School of Pharmaceutical Sciences, Collaborative Innovation Center for Diagnosis and Treatment of Infectious Diseases, and Key Laboratory of Bioorganic Phosphorus Chemistry & Chemical Biology (Ministry of Education), Tsinghua University, Beijing, 100084, P. R. China.
Department of Thoracic Surgery, National Cancer Center/Cancer Hospital, Chinese Academy of Medical Sciences and Peking Union Medicine College, Beijing 100021, P. R. China.

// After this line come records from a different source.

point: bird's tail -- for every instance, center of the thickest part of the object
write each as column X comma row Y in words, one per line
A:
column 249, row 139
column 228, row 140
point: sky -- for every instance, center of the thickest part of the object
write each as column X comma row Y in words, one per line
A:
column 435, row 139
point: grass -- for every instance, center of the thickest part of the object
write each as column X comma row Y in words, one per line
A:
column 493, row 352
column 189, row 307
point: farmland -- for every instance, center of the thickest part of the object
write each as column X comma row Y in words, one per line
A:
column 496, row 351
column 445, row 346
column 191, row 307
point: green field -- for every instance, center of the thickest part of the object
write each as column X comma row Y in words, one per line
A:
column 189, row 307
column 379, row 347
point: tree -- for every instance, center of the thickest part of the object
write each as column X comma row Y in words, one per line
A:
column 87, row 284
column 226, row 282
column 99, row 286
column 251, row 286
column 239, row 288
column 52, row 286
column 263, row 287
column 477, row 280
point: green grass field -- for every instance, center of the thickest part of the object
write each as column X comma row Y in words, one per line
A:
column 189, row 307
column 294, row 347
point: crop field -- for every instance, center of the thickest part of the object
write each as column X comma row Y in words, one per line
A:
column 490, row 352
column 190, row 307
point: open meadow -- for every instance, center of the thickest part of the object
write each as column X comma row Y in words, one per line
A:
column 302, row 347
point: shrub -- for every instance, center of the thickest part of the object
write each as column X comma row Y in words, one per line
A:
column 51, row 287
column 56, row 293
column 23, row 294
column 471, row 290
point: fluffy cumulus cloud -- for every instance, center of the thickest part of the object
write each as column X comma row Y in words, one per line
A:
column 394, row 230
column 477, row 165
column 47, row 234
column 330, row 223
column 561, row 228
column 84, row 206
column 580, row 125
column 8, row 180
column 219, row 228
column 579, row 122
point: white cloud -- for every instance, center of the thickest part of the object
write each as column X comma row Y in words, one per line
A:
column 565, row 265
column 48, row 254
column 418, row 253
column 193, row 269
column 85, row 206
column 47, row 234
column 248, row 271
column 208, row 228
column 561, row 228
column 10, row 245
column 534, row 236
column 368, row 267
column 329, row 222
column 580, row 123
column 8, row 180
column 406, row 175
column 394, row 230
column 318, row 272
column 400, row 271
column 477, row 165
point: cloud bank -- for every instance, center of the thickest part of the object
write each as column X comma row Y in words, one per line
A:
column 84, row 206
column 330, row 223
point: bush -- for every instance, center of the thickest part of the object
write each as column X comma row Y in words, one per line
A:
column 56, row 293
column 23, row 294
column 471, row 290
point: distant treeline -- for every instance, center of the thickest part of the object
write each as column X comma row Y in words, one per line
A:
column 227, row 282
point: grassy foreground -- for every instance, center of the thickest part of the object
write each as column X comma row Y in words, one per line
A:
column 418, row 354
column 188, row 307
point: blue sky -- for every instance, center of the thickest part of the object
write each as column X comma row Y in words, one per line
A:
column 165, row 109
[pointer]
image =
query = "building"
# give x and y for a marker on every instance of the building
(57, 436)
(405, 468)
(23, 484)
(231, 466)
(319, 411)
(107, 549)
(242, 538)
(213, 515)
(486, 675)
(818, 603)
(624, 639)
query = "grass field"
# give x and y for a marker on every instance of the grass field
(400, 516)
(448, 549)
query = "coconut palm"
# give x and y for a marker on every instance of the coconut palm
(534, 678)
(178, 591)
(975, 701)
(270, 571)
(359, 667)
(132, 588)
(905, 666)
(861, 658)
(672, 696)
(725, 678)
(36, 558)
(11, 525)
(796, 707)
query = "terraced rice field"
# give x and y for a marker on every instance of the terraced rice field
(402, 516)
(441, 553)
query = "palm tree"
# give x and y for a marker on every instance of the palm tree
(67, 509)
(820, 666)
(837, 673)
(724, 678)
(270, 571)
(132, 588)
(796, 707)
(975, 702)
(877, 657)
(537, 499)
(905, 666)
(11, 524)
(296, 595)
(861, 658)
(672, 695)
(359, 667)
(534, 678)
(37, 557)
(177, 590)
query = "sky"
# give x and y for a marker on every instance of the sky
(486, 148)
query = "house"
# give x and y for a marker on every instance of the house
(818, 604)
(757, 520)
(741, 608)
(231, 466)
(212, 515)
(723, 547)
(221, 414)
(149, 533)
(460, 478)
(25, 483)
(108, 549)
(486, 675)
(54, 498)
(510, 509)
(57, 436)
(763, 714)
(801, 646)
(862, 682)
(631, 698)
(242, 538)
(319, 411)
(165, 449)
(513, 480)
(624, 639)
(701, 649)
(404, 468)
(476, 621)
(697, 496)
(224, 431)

Small. 2018 Dec;14(51):e1802112. doi: 10.1002/smll.201802112. Epub 2018 Nov 16.
Although polymeric micelles of paclitaxel (PTX) significantly reduce excipient-induced toxicity compared with Taxol, they exhibit few clinical advantages in tumor inhibition and overall survival. To improve, itraconazole (ITA), an antifungal drug with potent anti-angiogenesis activity, is co-encapsulated together with PTX within the PEG-PLA micelles. The strong intermolecular interactions between the payloads inhibit drug crystallization and prevent drugs from binding with external proteins, render super-stable micelles upon dilution and exposure to biological environment, and enter the tumor cells through endocytosis. The co-encapsulated micelles show strong anti-proliferation potency against non-small-cell lung cancer (NSCLC) and even PTX resistant NSCLC cells in vitro and significantly improve the drug accumulation within the tumor in vivo. Compared with PTX monotherapy or combination therapy using individual PTX and ITA micelles, the co-encapsulated micelle demonstrates strikingly superior efficacy in tumor growth inhibition, recurrence prevention, and reversion of PTX resistance, in Kras mutant patient derived xenografts, orthotropic models, and paclitaxel-resistance subcutaneous models. Besides the pharmacokinetic improvement, therapeutic benefits are also contributed by angiogenesis inhibition and blood vessel normalization by ITA. Utilizing the pharmaceutical and pharmacological synergies between the therapeutic agents, a simple yet effective design of a combination cancer nanomedicine that is industrially scalable and clinically translatable is achieved.
尽管紫杉醇(PTX)的聚合物胶束与 Taxol 相比显著降低了赋形剂诱导的毒性,但在肿瘤抑制和总体生存方面它们表现出很少的临床优势。为了改善这一点,将具有强大抗血管生成活性的抗真菌药物伊曲康唑(ITA)与 PTX 共同包封在 PEG-PLA 胶束内。载药之间的强分子间相互作用抑制药物结晶,并防止药物与外部蛋白质结合,在稀释和暴露于生物环境时使胶束超稳定,并通过内吞作用进入肿瘤细胞。共包封的胶束在体外对非小细胞肺癌(NSCLC)甚至 PTX 耐药的 NSCLC 细胞显示出强大的抗增殖活性,并显著增加了体内肿瘤内的药物积累。与 PTX 单药治疗或使用单独的 PTX 和 ITA 胶束的联合治疗相比,共包封胶束在 Kras 突变的患者衍生异种移植、原位模型和紫杉醇耐药皮下模型中在肿瘤生长抑制、复发预防和逆转 PTX 耐药方面表现出明显更好的疗效。除了药代动力学改善外,ITA 的血管生成抑制和血管正常化也为治疗带来了益处。利用治疗剂之间的药物协同作用,实现了一种简单而有效的组合癌症纳米医学设计,该设计具有工业可扩展性和临床转化性。